22:24 karolherbst: required by CL?
22:24 jekstrand: karolherbst: Oh, maybe our rsq isn't precise enough then. :)
22:24 karolherbst: well
22:24 karolherbst: I advertise denormal support
22:24 karolherbst: could be fine without it
22:25 karolherbst: yeah...
22:25 karolherbst: looks better without advertising support for denormals
22:25 jekstrand: karolherbst: Is advertising no denormals an option?
22:25 karolherbst: it is required for fp64 but optional for fp32 afaik.. let me check
22:26 karolherbst: yeah..
22:26 karolherbst: optnal for fp32 but required for fp64
22:28 karolherbst: I mean.. maybe we should go for the minimum unless there comes up a good reason we have to start caring
22:30 karolherbst: but that still leaves us with the fdiv/sqrt problem :)
22:31 jekstrand: karolherbst: Yeah, we likely need some amount of fixup
22:31 jekstrand: But I don't know that that implies new opcodes.

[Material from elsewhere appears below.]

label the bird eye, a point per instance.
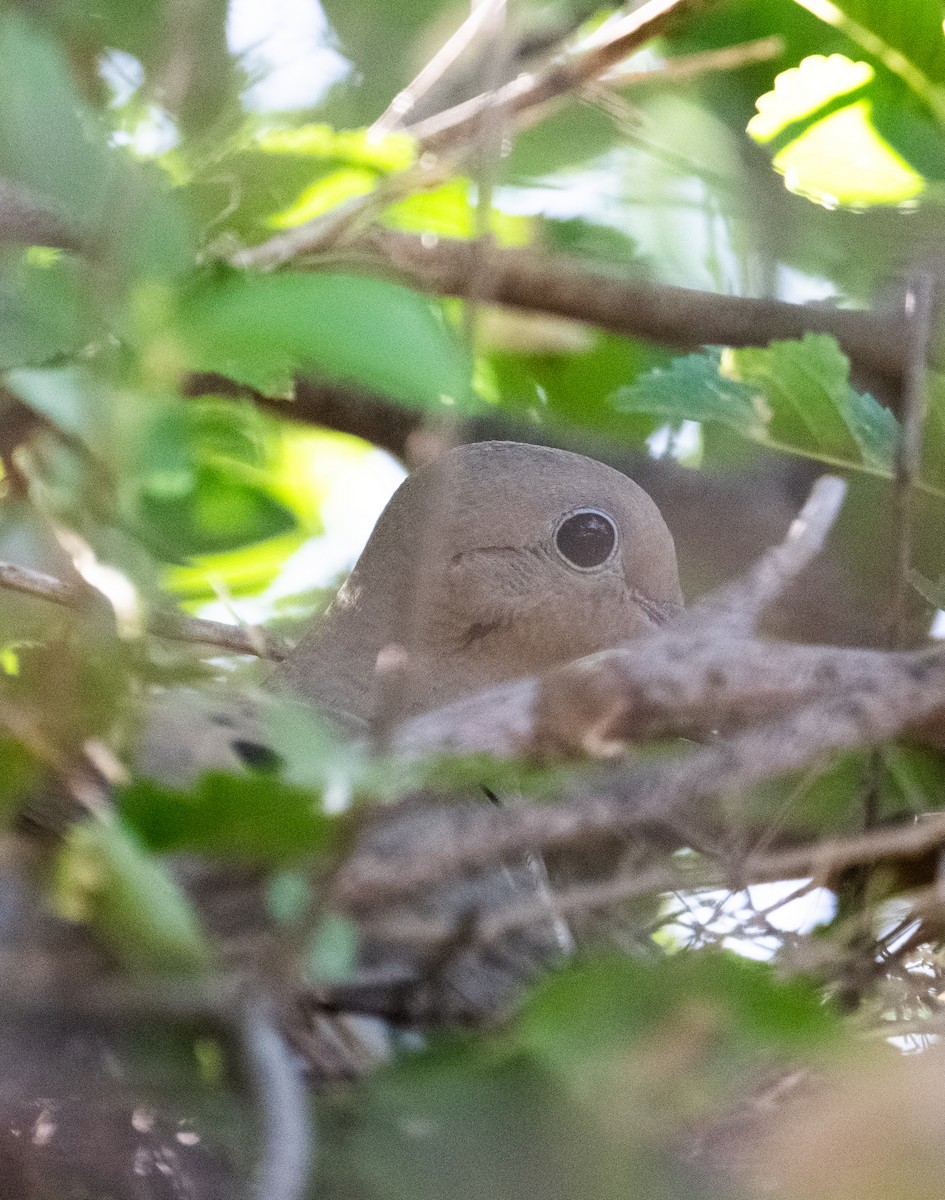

22:32 karolherbst: right.. that's why I was thinking we just want to have some modifiers on the alu instructions like exact
22:32 karolherbst: just a bit different
22:33 karolherbst: mhhh... maybe we want to make .exact a bitfield instead and opt_algebraic just & WHATEVER_FLAG so it stays cheap?

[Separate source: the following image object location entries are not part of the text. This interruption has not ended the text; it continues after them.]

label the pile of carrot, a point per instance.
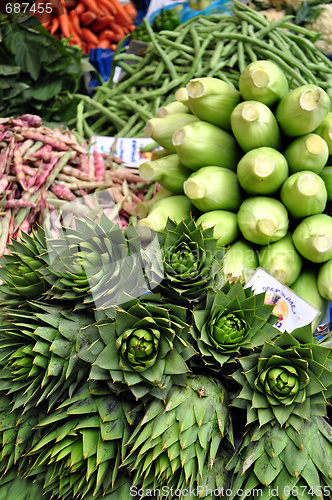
(48, 172)
(88, 23)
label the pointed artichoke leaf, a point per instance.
(294, 459)
(174, 363)
(154, 374)
(108, 359)
(267, 469)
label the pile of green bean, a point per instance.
(220, 46)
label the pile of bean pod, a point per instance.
(220, 45)
(44, 169)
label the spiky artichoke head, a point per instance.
(288, 381)
(83, 443)
(16, 435)
(21, 269)
(274, 462)
(188, 262)
(142, 349)
(231, 322)
(96, 265)
(38, 353)
(178, 439)
(14, 486)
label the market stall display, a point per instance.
(151, 343)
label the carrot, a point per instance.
(92, 6)
(65, 23)
(131, 10)
(105, 44)
(121, 16)
(70, 4)
(89, 36)
(110, 6)
(80, 8)
(75, 20)
(110, 35)
(101, 23)
(87, 18)
(91, 46)
(118, 29)
(55, 23)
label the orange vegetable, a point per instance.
(80, 8)
(87, 18)
(110, 35)
(110, 6)
(92, 6)
(101, 23)
(104, 44)
(75, 20)
(70, 4)
(131, 10)
(55, 23)
(89, 36)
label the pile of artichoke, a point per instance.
(135, 370)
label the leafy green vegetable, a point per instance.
(38, 71)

22:38 vv222: Still on my Mesa 17 build, with GCC 8 and 6 I get stuck on another error: https://paste.debian.net/plain/1161781
22:38 vv222: (I can not easily test with GCC 7)
22:39 karolherbst: ehh... I think that was fixed by adding an include or something
22:39 karolherbst: vv222: or just disable llvmpipe
22:40 vv222: That would be done through a ./configure option?
22:40 karolherbst: yeah
22:40 karolherbst: just disable swrats as a gallium driver
22:40 karolherbst: *swrast
22:41 vv222: OK, I think I see how to do that ;)

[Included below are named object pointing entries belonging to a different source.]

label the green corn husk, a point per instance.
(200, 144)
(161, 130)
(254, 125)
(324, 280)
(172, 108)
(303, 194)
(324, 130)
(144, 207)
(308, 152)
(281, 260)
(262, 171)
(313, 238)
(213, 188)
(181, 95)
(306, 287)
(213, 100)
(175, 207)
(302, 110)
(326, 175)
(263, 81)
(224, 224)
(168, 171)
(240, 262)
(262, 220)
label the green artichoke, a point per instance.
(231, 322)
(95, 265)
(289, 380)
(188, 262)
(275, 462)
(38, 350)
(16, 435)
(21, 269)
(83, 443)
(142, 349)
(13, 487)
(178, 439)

23:18 vv222: Hmm, I’m still getting this "implicit declaration" in gallivm/lp_bld_init.c after the addition of `--with-gallium-drivers=r300,r600 --with-dri-drivers=r200,radeon`
23:47 vv222: Looks like I found the missing include, I’m going to try that: https://bugs.freedesktop.org/show_bug.cgi?id=111077#c12
23:51 kisak: vv222: hopefully you're not trying to build legacy mesa against current-era llvm. That's an exercise in pain for no gain
23:52 vv222: I’m most probably doing that, without knowing this is a huge mistake ;)
23:53 vv222: But the environment system it is going to be tested in uses an up-to-date llvm, can I still build against an old one?
23:56 kisak: I don't have enough experience fiddling with Debian to know how that is handled. Over in gentoo's portage, I can just swap out the system llvm and nothing complains
23:57 vv222: You’re right, I see I can even have multiple versions of llvm installed together with no issue.